Good ol’ daze at Lucy’s: Memoirs of a dining service worker

Veronica Devore

I asked the question, “Any casualties today?” “Not yet!” she replied, giving me the corner eye, with her plastic-clad hands held up in front her like a surgeon who had just scrubbed before an intricate operation.
We were remembering the previous day, when a few “patients” had been traumatized by falling off the cart, having to be rewrapped. “I will try to be careful, Doctor,” I said as I grabbed the tray of rolled flatware (knives, forks, spoons) to be distributed around the dining room.
As I restocked the muffins for the breakfast buffet and finished the settings for the lunch period, I noticed the “surgeon” seemed deeply distracted. As she slowly continued wrapping cutlery while staring out into the kitchen, I said, “You seem rather lost in space today. Is something on your mind?”
She said she was trying to develop a “career title” in the pursuit of her future goals. We talked a little bit about her plans to work in the banking industry. She described what she wanted to do and also what she thought she would be expected to do in the financial arena. She talked about “helping the customers as well as helping the banking institute” she had in mind, “with planning for future investments.”
“I’ll ponder the situation with my consultants and get back to you with my diagnosis,” I said as she finished her shift and departed for the day.
That day after the lunch rush, coworkers sat around the break room discussing the future of the “surgeon.” We decided we needed to be strategic in the wording of the title. “Hey, that could be one of the words in her title!” someone offered. “Yes, tell her to ‘plan’ to use that word ‘strategic’ in her ‘financial’ endeavors.” Someone else added.

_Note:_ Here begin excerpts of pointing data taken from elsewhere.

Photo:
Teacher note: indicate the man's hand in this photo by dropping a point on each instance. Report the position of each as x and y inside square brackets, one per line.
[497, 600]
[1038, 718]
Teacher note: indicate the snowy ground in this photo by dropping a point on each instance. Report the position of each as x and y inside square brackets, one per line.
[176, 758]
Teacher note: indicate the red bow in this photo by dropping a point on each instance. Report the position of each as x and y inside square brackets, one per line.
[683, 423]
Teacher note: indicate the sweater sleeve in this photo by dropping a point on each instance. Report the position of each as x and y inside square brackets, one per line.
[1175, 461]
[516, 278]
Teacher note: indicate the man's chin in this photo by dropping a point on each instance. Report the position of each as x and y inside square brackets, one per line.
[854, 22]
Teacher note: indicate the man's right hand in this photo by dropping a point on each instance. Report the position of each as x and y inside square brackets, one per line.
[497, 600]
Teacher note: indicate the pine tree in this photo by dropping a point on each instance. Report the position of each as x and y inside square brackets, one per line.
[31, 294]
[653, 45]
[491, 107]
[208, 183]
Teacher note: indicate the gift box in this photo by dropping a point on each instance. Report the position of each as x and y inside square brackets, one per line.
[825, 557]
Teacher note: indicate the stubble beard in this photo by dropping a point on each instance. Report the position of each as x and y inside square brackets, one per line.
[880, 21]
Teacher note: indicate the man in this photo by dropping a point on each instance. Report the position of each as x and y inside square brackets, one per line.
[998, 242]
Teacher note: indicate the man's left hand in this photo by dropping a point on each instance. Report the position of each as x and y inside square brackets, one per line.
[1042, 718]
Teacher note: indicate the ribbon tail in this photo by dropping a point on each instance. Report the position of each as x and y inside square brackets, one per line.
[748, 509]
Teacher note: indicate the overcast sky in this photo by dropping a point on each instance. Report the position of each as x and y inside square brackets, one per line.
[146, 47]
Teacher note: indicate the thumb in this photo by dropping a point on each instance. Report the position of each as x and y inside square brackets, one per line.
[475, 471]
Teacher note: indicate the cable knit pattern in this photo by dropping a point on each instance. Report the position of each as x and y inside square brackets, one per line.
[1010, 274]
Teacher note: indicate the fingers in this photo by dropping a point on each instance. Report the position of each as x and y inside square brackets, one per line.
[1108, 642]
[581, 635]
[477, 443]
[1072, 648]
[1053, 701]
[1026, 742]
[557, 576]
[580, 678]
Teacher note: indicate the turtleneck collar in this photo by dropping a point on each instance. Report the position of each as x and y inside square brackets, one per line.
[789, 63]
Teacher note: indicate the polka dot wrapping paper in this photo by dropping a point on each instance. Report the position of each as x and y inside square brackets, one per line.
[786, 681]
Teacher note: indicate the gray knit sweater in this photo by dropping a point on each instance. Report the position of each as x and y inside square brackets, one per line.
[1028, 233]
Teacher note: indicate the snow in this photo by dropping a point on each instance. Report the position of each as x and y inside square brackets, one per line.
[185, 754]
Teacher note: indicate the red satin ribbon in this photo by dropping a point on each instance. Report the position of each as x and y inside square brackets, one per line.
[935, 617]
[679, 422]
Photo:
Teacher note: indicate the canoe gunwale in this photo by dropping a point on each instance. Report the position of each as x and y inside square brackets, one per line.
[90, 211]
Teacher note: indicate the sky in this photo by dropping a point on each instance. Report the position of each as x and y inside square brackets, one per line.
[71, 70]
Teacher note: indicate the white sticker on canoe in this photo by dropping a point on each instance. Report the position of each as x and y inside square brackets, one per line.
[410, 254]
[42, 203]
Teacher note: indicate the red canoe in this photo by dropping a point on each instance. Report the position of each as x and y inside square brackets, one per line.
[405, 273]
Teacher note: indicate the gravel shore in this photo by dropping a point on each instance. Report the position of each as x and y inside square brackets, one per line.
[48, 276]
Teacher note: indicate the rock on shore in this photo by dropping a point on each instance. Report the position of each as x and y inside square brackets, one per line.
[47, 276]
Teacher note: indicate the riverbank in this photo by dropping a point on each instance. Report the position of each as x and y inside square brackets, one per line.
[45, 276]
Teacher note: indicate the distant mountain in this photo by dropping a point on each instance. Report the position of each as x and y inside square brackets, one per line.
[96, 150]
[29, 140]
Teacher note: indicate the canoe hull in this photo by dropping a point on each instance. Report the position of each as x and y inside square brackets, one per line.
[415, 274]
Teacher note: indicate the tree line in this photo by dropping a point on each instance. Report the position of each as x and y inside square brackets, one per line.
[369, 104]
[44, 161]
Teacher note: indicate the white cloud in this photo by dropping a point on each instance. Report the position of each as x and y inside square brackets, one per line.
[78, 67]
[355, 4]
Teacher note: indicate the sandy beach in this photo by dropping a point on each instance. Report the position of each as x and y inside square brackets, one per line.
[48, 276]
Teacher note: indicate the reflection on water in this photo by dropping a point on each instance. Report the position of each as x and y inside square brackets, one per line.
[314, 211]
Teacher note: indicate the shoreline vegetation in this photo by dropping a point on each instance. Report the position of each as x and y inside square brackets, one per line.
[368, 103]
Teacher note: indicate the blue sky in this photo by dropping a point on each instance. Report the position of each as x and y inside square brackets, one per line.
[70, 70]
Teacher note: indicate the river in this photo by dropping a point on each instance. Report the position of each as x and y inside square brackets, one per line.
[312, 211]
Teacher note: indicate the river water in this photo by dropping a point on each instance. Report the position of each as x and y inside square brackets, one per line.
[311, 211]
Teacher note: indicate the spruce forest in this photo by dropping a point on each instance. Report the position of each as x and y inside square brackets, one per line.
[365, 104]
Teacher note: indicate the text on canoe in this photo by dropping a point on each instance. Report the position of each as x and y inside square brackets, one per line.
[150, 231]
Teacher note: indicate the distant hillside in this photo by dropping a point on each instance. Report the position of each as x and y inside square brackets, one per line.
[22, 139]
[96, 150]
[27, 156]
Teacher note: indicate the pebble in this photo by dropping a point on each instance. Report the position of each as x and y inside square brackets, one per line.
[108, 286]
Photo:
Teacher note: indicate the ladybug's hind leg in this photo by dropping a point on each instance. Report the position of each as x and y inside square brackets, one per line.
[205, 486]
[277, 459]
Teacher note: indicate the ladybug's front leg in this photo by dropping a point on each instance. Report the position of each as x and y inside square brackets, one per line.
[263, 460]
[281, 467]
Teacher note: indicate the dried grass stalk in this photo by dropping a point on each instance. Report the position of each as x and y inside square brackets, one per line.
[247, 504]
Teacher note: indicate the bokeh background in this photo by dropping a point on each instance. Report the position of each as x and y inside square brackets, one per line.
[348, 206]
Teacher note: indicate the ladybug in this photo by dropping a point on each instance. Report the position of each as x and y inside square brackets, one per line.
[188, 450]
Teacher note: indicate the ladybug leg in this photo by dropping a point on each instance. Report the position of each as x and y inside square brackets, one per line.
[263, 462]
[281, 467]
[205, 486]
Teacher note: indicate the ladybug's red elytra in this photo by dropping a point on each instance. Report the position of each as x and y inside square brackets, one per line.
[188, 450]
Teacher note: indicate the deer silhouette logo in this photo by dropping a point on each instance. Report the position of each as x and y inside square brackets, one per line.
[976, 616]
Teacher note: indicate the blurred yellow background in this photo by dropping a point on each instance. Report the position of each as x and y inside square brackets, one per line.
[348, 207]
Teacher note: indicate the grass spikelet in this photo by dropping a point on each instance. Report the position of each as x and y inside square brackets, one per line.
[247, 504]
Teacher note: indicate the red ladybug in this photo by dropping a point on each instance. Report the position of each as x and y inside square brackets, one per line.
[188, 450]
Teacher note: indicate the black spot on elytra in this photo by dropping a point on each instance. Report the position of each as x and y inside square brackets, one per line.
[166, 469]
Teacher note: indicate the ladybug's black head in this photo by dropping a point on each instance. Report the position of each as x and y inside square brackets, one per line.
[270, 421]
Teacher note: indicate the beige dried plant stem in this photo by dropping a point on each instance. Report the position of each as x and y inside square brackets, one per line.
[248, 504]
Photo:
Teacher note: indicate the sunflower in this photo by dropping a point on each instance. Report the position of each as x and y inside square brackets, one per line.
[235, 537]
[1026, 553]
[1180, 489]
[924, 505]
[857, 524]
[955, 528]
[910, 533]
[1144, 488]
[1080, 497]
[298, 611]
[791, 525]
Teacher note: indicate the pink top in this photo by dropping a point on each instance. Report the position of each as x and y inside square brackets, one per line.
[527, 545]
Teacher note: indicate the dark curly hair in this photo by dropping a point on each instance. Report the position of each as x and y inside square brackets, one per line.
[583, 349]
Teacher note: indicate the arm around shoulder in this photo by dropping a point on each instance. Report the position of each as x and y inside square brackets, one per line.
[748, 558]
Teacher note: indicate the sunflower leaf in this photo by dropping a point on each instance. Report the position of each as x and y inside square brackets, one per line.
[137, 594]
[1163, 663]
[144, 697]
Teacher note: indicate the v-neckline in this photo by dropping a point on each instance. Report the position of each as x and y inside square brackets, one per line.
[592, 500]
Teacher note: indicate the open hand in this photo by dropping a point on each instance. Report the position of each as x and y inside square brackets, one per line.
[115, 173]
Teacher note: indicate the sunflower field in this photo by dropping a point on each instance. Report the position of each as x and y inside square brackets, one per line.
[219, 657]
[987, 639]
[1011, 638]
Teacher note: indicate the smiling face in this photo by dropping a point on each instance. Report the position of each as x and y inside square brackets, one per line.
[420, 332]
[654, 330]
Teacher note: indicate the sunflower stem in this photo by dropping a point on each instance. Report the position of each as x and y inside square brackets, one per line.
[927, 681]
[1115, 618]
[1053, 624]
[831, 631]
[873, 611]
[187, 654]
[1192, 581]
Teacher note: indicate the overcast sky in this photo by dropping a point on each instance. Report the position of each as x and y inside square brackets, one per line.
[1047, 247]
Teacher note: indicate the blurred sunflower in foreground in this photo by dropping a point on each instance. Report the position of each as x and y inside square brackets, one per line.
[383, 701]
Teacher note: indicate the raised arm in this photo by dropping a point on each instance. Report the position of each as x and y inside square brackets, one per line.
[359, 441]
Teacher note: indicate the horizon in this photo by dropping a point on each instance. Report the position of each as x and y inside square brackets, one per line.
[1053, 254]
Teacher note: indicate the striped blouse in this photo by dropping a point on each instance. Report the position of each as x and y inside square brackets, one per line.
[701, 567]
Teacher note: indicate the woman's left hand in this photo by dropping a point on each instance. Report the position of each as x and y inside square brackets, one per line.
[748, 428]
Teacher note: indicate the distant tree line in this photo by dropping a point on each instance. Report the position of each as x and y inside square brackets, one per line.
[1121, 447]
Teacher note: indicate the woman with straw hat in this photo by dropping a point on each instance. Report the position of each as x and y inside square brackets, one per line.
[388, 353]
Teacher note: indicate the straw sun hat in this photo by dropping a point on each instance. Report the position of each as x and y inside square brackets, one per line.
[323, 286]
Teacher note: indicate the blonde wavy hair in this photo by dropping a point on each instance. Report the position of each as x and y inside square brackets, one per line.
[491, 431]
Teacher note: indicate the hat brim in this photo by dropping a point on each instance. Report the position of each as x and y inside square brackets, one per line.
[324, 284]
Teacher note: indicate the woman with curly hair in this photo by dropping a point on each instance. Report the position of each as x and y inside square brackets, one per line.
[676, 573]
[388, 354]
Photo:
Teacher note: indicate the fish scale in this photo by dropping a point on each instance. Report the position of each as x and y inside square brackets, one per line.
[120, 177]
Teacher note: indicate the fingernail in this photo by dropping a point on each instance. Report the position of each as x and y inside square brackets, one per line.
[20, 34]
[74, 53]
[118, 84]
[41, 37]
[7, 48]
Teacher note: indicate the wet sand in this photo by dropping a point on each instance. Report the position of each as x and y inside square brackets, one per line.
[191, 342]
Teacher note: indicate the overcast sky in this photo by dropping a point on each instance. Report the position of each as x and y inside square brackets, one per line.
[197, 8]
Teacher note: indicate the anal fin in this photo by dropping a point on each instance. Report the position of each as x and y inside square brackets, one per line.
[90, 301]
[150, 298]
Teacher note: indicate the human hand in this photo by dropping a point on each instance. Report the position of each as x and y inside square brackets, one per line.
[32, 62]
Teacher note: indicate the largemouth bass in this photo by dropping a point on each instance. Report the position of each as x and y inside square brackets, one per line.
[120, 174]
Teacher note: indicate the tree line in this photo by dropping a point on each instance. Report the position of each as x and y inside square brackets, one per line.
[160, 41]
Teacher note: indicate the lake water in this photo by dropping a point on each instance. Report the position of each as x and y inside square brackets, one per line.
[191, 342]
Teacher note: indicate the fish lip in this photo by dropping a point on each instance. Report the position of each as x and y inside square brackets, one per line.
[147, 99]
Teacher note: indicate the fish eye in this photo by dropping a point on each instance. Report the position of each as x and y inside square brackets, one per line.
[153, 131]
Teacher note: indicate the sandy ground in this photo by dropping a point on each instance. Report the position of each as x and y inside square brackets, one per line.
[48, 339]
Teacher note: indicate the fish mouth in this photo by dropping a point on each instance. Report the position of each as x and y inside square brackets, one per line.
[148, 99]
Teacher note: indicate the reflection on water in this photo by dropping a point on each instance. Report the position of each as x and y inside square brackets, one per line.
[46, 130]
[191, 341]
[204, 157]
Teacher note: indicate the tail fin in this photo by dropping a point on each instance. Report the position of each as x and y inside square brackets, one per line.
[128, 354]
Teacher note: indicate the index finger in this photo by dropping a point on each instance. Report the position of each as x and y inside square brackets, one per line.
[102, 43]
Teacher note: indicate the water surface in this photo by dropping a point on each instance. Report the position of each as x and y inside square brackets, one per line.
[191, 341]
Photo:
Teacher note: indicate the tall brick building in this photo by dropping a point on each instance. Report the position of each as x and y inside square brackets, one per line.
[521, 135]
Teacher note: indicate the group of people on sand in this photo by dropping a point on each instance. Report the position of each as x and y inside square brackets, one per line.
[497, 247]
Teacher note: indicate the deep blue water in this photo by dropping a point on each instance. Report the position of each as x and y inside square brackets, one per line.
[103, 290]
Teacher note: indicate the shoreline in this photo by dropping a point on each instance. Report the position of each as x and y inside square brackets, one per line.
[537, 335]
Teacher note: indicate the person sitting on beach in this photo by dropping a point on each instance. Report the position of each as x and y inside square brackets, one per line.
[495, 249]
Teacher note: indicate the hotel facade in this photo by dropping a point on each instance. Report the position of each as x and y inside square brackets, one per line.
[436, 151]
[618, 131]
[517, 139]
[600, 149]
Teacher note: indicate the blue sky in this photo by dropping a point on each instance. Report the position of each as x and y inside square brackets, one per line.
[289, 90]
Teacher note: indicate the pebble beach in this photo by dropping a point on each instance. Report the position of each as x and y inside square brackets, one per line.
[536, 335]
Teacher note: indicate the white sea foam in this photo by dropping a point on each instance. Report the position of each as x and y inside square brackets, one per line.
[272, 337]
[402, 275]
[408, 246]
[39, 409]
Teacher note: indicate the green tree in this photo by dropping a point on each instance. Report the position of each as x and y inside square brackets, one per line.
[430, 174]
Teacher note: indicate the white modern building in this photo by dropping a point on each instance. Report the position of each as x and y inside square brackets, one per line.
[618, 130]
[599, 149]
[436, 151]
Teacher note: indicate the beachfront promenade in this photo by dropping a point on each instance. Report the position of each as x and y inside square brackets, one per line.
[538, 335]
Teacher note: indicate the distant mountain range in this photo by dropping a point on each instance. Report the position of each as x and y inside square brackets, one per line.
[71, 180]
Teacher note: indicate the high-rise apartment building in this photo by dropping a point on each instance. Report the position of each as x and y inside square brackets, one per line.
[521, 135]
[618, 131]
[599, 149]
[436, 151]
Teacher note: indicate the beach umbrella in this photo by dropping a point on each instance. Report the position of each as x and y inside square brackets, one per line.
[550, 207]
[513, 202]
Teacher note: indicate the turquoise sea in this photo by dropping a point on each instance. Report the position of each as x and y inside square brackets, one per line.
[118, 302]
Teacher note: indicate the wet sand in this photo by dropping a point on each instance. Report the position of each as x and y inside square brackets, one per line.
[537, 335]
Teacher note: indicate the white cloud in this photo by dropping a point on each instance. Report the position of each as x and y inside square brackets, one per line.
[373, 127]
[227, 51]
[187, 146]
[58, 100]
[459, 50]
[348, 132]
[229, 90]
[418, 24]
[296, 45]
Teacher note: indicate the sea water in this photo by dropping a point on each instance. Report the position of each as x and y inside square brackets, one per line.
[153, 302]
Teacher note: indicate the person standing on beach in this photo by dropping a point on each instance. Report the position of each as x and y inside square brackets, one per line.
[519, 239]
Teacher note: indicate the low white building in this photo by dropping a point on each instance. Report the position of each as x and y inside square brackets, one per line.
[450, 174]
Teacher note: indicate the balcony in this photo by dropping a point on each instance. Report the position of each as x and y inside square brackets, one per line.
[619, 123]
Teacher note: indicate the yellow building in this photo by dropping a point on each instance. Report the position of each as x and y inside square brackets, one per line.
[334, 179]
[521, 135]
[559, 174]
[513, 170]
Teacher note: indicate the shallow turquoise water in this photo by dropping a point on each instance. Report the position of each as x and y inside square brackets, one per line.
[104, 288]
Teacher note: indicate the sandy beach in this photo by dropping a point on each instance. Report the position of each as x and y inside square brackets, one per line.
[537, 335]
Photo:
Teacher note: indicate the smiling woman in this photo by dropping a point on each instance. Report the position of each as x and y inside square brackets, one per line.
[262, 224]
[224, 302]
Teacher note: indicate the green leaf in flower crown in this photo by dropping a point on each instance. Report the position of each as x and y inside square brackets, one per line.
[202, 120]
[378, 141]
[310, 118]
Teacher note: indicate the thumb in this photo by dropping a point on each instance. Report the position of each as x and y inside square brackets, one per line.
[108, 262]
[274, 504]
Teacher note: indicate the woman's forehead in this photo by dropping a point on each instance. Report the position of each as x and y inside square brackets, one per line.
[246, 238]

The next day, the gloved surgeon was at it again. I was so excited about the contribution of some ideas for her title I startled her when I rushed in. I said loudly, without a greeting, “How about this?” She was again staring, obviously contemplating the future profession.
As the flatware tumbled out of the napkin and fell to the floor, I laughed and shared my doubts about her ever really working in the medical profession as a surgery technician. I then shared the “diagnosis” the staff had compiled. She said, “That’s it! Financial Planning Strategy Advisor!” (or something on that order).
About three days later, our student worker announced she had obtained a job at a bank (I cannot remember where for the life of me). They had hired her and were going to pay for the rest of her education toward the career goals she had in mind, as long as she continued as their employee. She was so proud. We were so proud of her.